Читаем Смерть Артемио Круса полностью

Она как-то спросила его, неужели ему неинтересно, куда, на кого или на что смотрит эта стоящая на качелях девушка в белом платье — в белом с тенями, — украшенном голубыми лентами. Она сказала, что всегда что-то остается за рамкой, потому что мир, изображенный на картине, продолжается дальше, простирается вокруг и полон других красок, других людей, других стремлений, благодаря которым картина создавалась и существует. Они вышли на улицу, всю в сентябрьском солнце. Бродили, смеясь, под арками улицы Риволи, и она сказала, что ему надо побывать на Вогезской площади — это, пожалуй, самое красивое место. Они остановили такси. Он развернул на коленях карту метро, а она, держа его под руку, чувствуя на своей щеке его дыхание, водила пальцем по красной линии, позеленей; И говорила, что ее приводят в восторг эти имена, которые все время повторяла: Ришар Ленуар, Ледрю-Роллэн, Фий дю Кальвэр…

Он передал ей стакан и снова принялся вращать астрономический глобус, читать названия знаков: Лев, Водолей, Рыбы, Весы, Скорпион, Телец. Он крутил шар, скользя пальцем по поверхности, касаясь холодных далеких звезд.

— Что ты делаешь?

— Смотрю на мир.

— А…

Он встал на колени и поцеловал ее распущенные волосы; она кивнула головой, улыбнулась.

— Твоя жена хочет эту софу.

— Я слышал.

— Как ты посоветуешь? Быть великодушной?

— Как хочешь.

— Или эгоистичной? Забыть о ней и ее просьбе? Я предпочитаю быть эгоистичной.
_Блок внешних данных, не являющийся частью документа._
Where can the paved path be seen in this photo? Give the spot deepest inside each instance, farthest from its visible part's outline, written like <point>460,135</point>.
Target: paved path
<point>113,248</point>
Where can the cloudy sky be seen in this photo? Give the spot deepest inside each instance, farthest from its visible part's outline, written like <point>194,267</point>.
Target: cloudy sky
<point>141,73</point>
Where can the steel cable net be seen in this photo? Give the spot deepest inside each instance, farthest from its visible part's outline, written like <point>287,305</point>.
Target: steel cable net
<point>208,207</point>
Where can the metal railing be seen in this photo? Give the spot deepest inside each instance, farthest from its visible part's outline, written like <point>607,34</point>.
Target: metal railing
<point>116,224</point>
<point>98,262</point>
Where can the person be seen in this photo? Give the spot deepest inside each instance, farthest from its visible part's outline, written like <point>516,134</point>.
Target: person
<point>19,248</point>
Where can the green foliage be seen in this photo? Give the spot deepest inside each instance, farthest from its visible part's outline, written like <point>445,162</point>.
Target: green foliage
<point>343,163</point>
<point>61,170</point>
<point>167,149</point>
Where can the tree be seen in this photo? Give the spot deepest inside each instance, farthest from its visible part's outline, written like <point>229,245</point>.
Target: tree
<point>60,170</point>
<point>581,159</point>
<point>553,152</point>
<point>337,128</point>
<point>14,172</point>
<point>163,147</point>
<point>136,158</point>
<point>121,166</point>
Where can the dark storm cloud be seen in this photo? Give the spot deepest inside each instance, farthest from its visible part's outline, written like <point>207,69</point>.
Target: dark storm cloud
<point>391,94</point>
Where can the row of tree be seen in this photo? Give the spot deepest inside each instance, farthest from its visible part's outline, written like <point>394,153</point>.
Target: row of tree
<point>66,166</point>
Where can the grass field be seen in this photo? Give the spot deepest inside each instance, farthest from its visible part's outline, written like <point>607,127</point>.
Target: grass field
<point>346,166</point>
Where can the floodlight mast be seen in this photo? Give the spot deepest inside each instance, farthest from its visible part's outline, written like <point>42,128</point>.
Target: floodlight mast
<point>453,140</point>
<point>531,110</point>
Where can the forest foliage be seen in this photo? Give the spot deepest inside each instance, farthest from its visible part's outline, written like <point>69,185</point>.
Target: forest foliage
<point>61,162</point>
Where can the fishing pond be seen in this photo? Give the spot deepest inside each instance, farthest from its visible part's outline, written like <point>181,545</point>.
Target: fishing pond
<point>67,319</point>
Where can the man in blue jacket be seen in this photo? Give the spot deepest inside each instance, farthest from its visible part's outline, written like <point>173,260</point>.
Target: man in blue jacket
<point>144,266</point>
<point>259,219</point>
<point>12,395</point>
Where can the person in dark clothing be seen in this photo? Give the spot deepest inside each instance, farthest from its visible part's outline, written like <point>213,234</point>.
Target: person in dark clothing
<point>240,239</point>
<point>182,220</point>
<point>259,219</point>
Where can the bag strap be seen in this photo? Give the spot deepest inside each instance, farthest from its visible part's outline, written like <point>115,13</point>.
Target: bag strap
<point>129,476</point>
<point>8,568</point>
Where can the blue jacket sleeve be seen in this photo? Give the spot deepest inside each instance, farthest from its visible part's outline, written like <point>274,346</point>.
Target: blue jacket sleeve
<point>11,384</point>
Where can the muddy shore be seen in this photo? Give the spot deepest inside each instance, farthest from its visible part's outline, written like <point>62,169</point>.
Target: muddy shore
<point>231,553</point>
Великодушие иногда похоже на грязное оскорбление, к тому же бессмысленное, не правда ли?

— Я тебя не понимаю.

— Поставь еще пластинку.

— Какую теперь хочешь?

— Ту же самую. Поставь ту же самую, пожалуйста.

Он посмотрел номера на обеих сторонах пластинок.

Поставил их по порядку, нажал кнопку, и первая пластинка, глухо стукнувшись, упала на замшевую поверхность диска. Он почувствовал смешанный запах воска, разогретого механизма и полированного дерева и снова стал слушать — взлет клавесина, мягкое скольжение к радости, отрешение от клавесина, отрешение от неба, чтобы вместе со скрипками коснуться твердой земли, опоры, спины гиганта.

— Так достаточно громко? — спросил он.

— Немного громче. Артемио…

— Да?

— Я больше не могу, мой любимый. Ты должен сделать выбор.

— Потерпи, Лаура. Подумай…

О чем?

— Не надо принуждать меня.

— Принуждать? Ты меня боишься?

— А так разве нам плохо? Чего-нибудь не хватает?

— Кто знает. Может быть, всего хватает.

— Я тебя плохо слышу.

— Нет, не приглушай. Музыка не мешает, начинаю уставать.

— Я тебя не обманывал. Не вынуждал.

— Я не смогла, ты не меняешься. Не хочешь меняться.

— А я люблю тебя такой, какая ты была и есть.

— Как в первый День?

— Да, так.

— Но сейчас не первый день. Теперь ты узнал меня. Скажи.

— Пойми же, Лаура, пожалуйста. Об этом трудно говорить. Надо уметь сохранять…

— Видимость? Или ты боишься? Ведь ничего не случится. Будь уверен, что ничего не случится.

— Мы собирались идти.

— Нет, не стоит. Уже не стоит. Сделай громче.

Ликующие скрипки зазвенели стеклом: радость и отрешение. Веселость искусственной улыбки, блеск ясных глаз. Он взял со стула шляпу. Пошел к выходу. Остановился, коснувшись двери. Оглянулся. Лаура, сжавшись в комок и обхватив подушки, сидела спиной к нему. Он вышел. Осторожно прикрыл за собою дверь.